Local Constitutions
68 Pages Posted: 2 Oct 2019 Last revised: 10 May 2021
Date Written: May 11, 2020
Abstract
Municipal charters are the forgotten constitutions of our federal system. Scholars generally understand our democracy to be governed by federal and state constitutions, but there is a third, almost entirely ignored, level of constitutional law and practice that lives at the local-government level, embodied in the charters that govern cities, counties, and towns. Engaging these foundational documents is critical. In an era of political gridlock and national polarization, with cities and other local governments increasingly grappling with policy concerns once considered state, federal, or even international responsibilities, the legal institutions that govern local democracy merit newfound scrutiny.
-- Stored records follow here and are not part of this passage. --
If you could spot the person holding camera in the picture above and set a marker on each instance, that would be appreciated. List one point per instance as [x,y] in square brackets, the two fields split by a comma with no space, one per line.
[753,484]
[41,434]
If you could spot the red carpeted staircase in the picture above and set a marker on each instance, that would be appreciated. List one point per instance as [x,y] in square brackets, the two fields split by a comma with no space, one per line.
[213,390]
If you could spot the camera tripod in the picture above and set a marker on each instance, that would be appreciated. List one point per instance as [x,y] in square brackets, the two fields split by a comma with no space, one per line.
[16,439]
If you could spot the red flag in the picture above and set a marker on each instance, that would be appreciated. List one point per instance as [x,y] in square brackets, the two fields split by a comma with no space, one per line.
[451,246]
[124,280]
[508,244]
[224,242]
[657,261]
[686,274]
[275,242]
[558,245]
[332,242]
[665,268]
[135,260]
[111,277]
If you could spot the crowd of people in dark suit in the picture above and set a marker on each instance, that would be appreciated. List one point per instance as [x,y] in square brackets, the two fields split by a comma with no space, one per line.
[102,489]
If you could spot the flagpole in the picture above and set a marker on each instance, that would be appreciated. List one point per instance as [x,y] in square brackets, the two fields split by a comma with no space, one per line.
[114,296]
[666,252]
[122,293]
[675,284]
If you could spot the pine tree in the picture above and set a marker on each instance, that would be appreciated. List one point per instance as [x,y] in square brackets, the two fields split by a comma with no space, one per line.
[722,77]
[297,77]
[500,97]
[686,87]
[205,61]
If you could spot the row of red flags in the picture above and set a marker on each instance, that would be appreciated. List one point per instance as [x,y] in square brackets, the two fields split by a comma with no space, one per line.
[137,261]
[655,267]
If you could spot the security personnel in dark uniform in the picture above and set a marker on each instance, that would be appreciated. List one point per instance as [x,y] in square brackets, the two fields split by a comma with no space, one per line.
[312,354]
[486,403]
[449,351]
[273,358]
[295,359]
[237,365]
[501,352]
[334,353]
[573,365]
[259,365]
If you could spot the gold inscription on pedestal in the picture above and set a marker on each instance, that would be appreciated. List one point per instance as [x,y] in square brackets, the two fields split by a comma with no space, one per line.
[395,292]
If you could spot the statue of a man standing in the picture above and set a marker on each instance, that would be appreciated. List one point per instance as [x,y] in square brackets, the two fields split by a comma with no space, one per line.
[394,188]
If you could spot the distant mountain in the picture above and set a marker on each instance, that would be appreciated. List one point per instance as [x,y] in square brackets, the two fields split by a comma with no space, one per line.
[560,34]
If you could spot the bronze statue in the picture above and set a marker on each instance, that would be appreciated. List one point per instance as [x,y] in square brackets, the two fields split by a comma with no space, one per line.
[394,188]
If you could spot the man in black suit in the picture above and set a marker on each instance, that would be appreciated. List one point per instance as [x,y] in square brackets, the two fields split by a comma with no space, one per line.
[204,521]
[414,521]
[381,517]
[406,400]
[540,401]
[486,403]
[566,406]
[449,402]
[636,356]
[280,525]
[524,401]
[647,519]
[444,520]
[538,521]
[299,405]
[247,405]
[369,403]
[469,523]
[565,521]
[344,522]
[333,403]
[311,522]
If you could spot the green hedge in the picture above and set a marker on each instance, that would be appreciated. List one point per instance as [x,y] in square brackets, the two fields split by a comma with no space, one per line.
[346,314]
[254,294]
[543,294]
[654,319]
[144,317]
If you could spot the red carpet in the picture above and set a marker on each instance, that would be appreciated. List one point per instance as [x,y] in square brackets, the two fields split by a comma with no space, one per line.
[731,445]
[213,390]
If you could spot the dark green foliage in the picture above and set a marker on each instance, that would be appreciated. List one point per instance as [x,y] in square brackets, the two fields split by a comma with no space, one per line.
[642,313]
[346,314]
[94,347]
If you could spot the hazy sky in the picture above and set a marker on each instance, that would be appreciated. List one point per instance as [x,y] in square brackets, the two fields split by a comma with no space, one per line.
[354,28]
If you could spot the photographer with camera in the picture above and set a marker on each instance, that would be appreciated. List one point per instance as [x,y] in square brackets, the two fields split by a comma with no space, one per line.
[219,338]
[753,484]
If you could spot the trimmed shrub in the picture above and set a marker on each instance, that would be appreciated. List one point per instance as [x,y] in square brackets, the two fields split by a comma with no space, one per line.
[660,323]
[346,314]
Although municipal charters serve many of the functions that constitutions perform at other levels of government—delineating public institutions and articulating areas of “higher” law—legal scholars rarely take them seriously as constitutional texts. This Article argues that foregrounding the constitutional nature of municipal charters provides new theoretical insights into local governance and the role that local governments play in our political order. Like the federal Constitution, charters can be a locus for constitutional meaning and civic identity, rendering fundamental choices about governmental structure, political process, and individual rights more salient and doctrinally significant.
Understanding municipal charters as constitutions, in turn, carries important normative implications. Properly framed, charters can reinforce the contested nature of local governments as democratic polities rather than administrative arms of the states, at a time when the democratic underpinnings of localism are under strain. Improving charter constitutionalism can also serve a legitimating function for cities and other local governments, furthering rule-of-law values such as transparency and stability.
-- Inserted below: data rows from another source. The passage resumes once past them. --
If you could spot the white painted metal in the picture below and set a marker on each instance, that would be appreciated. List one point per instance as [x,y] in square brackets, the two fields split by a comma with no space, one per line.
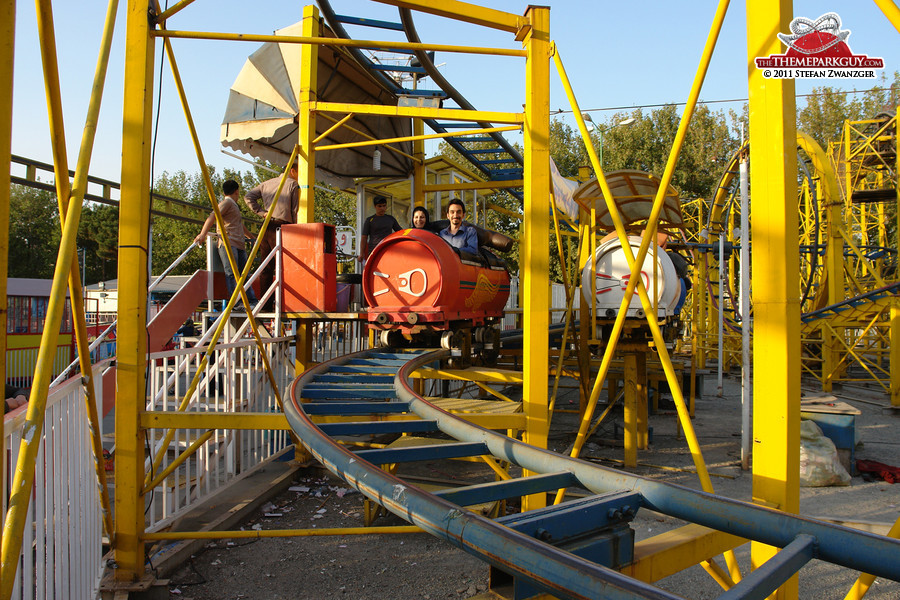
[62,544]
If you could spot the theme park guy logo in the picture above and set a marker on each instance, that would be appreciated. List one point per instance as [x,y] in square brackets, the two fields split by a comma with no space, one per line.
[818,49]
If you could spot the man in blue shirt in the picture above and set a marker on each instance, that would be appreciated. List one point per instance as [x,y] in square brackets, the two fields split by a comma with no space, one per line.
[458,234]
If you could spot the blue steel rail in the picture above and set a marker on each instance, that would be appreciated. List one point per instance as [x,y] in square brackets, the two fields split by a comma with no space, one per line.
[892,289]
[492,154]
[522,545]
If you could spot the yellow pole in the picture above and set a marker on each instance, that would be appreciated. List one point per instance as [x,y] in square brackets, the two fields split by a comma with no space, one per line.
[23,479]
[189,393]
[306,173]
[776,262]
[635,263]
[7,48]
[891,11]
[131,343]
[65,196]
[895,352]
[536,234]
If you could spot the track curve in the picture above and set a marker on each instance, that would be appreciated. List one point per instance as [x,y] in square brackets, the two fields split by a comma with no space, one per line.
[511,543]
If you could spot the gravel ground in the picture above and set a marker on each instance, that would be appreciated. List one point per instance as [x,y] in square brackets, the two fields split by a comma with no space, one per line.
[418,566]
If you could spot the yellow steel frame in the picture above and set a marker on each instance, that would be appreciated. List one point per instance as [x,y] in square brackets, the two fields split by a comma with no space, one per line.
[776,372]
[535,242]
[7,50]
[131,359]
[65,273]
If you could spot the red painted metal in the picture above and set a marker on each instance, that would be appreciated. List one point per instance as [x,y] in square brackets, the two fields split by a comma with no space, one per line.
[415,271]
[182,305]
[309,263]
This newfound recognition of the conceptual and normative potential of municipal charters, finally, suggests pathways for reforming the law and practice surrounding these instruments—reform that is vitally urgent. The Article thus proposes pragmatic innovations in how state and local governments approach charters, emphasizing the importance of inclusive process in ratifying and amending charters at what are, ultimately, vital local constitutional moments.